CVTPar Guillaume Chérel - Lagrandeparade.fr/ En une vintaine d’années, Dominique Sylvain est devenue l’une des valeurs sûres du polar français. Née en 1957 à Thionville, en Lorraine, elle travaille pendant une douzaine d’années à Paris, d’abord comme journaliste, puis comme responsable de la communication interne et du mécénat chez Usinor. Puis, pendant treize ans, elle a vécu avec sa famille en Asie. Tokyo, où elle a passé dix ans, lui a inspiré son premier roman Baka ! (1995). Sœurs de sang et Travestis (1997 et 1998) ont été écrits à Singapour. Elle habite actuellement à Paris mais reste très attachée à l’Asie où elle se rend régulièrement. Elle se consacre, désormais, exclusivement à l’écriture. Ses seize romans ont tous été publiés dans la collection Chemins Nocturnes, aux Éditions Viviane Hamy.

Elle a fait du chemin depuis Vox, un de ses premiers polars, qui obtint le prix Sang d’encre en 2000. Un an après, elle publiait Strad (comme Stradivarius) dont la couverture montrait le joli dos tatoué d’une japonaise nue. C’est le thème principal (le tatouage) d’Irezumi, polar culte, paru en 1951, du japonais Akimitsu Takagi, réédité par les éditions Denoël dans la collection Sueurs Froides. Tokyo, été 1947, on retrouve les membres d’une femme assassinée : son buste est recouvert d’un magnifique irezumi, célèbre tatouage intégral pratiqué par les yakuzas… Ce qui nous ramène à Dominique Sylvain qui a longtemps vécu au Japon, dont elle connait les codes comme sa poche. Défendu depuis ses débuts par Gérard Collard (dit « Gégé la Colère »), libraire de la Griffe Noire, et chroniqueur littéraire dans l’émission sur la Santé de la 5, elle confirme son talent avec Kabukicho, titre de son nouveau roman noir, tiré du nom d’un quartier mal fâmé de Tokyo.  

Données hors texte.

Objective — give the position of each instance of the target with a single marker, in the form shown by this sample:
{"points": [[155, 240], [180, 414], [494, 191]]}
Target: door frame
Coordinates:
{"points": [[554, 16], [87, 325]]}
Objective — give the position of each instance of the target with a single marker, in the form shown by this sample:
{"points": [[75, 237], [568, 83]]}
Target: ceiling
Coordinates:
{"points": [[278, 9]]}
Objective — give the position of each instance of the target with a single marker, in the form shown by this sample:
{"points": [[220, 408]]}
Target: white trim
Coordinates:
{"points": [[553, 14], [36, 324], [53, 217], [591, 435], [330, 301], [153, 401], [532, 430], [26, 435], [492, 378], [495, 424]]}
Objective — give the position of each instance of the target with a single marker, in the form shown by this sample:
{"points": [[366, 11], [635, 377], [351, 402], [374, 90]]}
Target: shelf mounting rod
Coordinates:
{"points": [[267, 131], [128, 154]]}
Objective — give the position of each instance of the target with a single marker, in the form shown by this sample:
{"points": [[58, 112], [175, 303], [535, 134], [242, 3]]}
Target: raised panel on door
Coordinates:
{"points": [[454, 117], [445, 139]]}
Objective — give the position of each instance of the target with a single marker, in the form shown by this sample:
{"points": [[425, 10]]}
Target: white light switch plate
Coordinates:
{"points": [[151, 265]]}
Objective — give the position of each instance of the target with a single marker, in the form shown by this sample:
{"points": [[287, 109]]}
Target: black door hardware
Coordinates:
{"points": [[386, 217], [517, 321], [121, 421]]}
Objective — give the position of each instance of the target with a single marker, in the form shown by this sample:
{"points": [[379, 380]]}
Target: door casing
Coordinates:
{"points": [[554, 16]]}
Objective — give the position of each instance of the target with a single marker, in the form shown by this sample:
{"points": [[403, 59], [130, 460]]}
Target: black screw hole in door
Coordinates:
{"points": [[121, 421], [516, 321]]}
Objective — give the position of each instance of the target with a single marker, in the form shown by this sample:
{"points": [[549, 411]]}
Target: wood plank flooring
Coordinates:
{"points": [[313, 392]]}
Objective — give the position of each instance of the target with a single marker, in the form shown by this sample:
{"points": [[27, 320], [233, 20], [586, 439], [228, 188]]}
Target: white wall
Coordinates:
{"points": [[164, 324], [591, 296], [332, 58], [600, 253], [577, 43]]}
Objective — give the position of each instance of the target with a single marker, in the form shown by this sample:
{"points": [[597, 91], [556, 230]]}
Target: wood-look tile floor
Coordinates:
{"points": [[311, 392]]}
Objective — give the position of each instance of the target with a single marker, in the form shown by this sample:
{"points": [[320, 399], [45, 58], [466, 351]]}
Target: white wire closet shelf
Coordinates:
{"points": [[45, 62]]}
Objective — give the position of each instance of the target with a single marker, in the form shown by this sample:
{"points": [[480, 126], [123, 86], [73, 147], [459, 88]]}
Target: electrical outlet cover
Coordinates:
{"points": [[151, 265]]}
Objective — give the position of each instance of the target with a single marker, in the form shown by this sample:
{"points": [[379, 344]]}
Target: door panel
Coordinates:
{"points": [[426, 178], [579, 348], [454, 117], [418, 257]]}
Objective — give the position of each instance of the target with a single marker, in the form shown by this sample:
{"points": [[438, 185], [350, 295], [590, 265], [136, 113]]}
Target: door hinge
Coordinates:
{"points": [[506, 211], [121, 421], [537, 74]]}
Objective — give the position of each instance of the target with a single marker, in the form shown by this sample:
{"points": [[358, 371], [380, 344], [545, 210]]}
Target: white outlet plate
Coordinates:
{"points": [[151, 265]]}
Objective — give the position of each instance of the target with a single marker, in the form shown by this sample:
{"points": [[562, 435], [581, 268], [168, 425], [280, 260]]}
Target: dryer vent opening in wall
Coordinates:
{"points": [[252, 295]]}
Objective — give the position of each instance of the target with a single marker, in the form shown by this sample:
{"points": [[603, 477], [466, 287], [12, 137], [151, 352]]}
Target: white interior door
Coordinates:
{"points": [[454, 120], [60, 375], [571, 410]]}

L’anglaise Kate Sanders est l’hôtesse star du Club Gaïa. Celle avec qui tous les clients veulent passer du temps. Cet établissement où le sexe n’est pas une obligation, une exception dans le quartier chaud de Kabukicho, est dirigé par une mama-san, qui paie bien. Kate propose à Marie, une jeune française croisée par hasard, de la faire embaucher au Gaïa. Les deux femmes deviennent colocataires. Une véritable amitié se tisse, tandis que Marie rêve en secret de publier son premier roman. Un soir, Kate ne vient pas au travail. Le lendemain, son père reçoit une photo d’elle sur son téléphone. Elle a les yeux fermés. Un message accompagne cette image : « elle dort ici ». Commence alors une enquête délicate, avec le capitaine Yamada, qui va tenter de comprendre ce qu’il se passe…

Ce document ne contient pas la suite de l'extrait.